Scalability is often referenced alongside its partner in quality systems, high availability, but these two concepts can become entangled for those just starting out. While high availability is a program, application, or server system’s ability to remain continuously operational despite any failures, scalability is a system or application’s ability to handle growth.
When an application or network scales, it allows for more throughput, or work, to be managed at a time. Whether this is more concurrent web server connections or more database queries, scaling is about one’s application maintaining its functionality for increasingly growing loads. You can also scale “down” during slow or low load periods to save money and increase efficiency. Ideally, scaling should be something that is configured to happen automatically and without manual intervention from an administrator.

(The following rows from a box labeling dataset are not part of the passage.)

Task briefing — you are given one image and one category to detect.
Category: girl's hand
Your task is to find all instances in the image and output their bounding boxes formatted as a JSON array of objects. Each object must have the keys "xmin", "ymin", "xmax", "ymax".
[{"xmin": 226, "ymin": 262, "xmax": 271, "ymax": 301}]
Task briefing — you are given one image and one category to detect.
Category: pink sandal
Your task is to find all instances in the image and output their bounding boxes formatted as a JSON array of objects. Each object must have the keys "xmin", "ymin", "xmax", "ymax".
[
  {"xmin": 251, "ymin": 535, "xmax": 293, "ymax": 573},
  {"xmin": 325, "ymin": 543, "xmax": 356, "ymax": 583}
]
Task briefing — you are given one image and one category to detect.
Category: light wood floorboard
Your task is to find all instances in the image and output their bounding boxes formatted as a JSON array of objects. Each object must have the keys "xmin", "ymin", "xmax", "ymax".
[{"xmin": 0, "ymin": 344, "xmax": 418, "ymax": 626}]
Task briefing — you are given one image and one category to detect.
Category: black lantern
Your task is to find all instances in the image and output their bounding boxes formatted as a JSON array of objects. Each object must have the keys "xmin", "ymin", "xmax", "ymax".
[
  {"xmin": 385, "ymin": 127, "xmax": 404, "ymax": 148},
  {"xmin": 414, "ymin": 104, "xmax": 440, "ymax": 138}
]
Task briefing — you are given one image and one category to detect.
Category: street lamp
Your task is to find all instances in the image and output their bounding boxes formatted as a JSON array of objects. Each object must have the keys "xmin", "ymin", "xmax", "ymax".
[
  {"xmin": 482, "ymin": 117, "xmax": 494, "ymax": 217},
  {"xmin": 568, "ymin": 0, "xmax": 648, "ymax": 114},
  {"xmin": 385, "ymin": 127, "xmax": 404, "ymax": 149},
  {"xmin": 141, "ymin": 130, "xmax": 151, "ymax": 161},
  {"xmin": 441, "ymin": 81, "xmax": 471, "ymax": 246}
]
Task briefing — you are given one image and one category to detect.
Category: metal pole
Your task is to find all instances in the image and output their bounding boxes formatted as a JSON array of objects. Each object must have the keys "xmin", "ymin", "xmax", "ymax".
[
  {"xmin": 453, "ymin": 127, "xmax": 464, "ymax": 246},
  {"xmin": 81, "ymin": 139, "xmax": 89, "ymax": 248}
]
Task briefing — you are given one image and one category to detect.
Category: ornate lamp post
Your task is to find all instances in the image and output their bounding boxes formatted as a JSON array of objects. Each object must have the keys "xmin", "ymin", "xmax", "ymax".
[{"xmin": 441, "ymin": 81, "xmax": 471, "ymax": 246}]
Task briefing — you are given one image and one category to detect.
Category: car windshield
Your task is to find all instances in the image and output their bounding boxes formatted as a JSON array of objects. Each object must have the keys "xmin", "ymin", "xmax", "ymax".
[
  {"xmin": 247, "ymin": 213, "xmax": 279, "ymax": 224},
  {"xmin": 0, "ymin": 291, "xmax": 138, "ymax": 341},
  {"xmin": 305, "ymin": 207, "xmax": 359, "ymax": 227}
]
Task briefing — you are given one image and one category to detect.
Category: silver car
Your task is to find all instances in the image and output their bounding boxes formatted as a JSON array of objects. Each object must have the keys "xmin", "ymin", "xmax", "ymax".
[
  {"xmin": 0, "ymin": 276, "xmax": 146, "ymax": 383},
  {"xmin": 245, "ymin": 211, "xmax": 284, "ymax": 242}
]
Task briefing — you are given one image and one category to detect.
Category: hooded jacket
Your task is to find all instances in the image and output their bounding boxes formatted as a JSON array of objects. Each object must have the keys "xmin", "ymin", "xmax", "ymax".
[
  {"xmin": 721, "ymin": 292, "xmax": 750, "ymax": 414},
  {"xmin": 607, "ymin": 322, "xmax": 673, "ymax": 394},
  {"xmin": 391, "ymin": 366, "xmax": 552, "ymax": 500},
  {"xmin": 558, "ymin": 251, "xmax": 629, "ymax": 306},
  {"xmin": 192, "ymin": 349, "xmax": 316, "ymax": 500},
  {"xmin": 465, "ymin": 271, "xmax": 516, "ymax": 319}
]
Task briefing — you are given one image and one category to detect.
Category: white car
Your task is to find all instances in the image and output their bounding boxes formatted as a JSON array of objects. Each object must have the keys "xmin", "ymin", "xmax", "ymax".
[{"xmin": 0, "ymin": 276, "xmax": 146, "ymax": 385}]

Scaling is more than adding nodes, RAM, or CPU cores, however. An application or server that scales well will do so efficiently and practically, without undue cost and without affecting its availability. Scaling needs to be able to fit both into the budget of the computer or creator and the needs of the servers.
But how does one get a system to scale? For this, we have two options, known as horizontal and vertical scaling.
Horizontal scaling, or being able to scale “in and out,” refers to a process where, when more power is needed to manage throughput, more nodes are added to the system. Similarly, if less power is required, these nodes can be removed. This might seem like an expensive process, but given the advent of cloud computing and virtualization, horizontal scaling is often a cost-effective solution.
Horizontal scaling goes hand-in-hand with the idea of cluster computing. Cluster computing involves multiple nodes working together in such a way that they can be seen almost as a single system. These nodes are all configured to work the same way on the same task or tasks.
Vertical scaling, or scaling “up and down,” is when a system scales not by adding more nodes, but by providing the system with more power, often through the addition of more RAM or CPU cores. Vertical scaling uses fewer nodes and allows for an overall less complex system. Vertical scaling is also ideal for those using applications or programs that are not intended to “scale up.”
If hosting on virtual servers, this can prove to be an expensive option as prices increase along with server power; however, if working with your own bare metal servers, this can be a cost-effective solution.
As those new to server management learn to administer bigger and more complex systems, knowing how to let your servers expand with your application or network is paramount. Don’t leave your work to stagnate under heavy loads, instead, let it grow.